Uber eliminated a third of its marketing staff on Monday as part of a corporate reorganisation aimed at centralising control and cutting costs.
The company cut 400 positions out of a 1,200-person marketing staff and a total global employee population of 25,000. The move follows an executive shake-up last month that saw the departure of Rebecca Messina, Uber's chief marketing officer, and the combination of her division with the company's communications and policy team.
There's a general sense that while we've grown fast, we've slowed down . . . Many of our teams are too big, which creates overlapping work
Uber has been under scrutiny since its tumultuous May initial public offering, which has raised questions over the business model of ride-hailing and whether the company can ever turn a profit. In the first quarter it reported a $1 billion operating loss. Shares closed down 1.4 per cent at $43.88 on Monday, below its IPO price of $45.
Unwieldy
In an email to employees on Monday, chief executive Dara Khosrowshahi acknowledged concerns over slowing growth and an unwieldy organisational structure in which work is duplicated across multiple products and regional offices.

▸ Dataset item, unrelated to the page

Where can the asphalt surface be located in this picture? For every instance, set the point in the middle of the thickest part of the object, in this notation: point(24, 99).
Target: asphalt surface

“Today, there’s a general sense that while we’ve grown fast, we’ve slowed down . . . Many of our teams are too big, which creates overlapping work, makes for unclear decision owners, and can lead to mediocre results,” he wrote. “So, put simply, we need to get our edge back. Being fast wins.”
Mr Khosrowshahi said the trimmer marketing structure would allow Uber "to build a consistent brand narrative across audience, products and regions" – the goal he had laid out when making marketing the responsibility of Jill Hazelbaker, the company's communications and policy chief, in June.
Since the IPO, Mr Khosrowshahi has taken a more hands-on approach to running the company's daily operations. At the same time Uber announced Ms Messina was leaving, it also said Barney Harford, its chief operating officer and Mr Khosrowshahi's top deputy, would depart.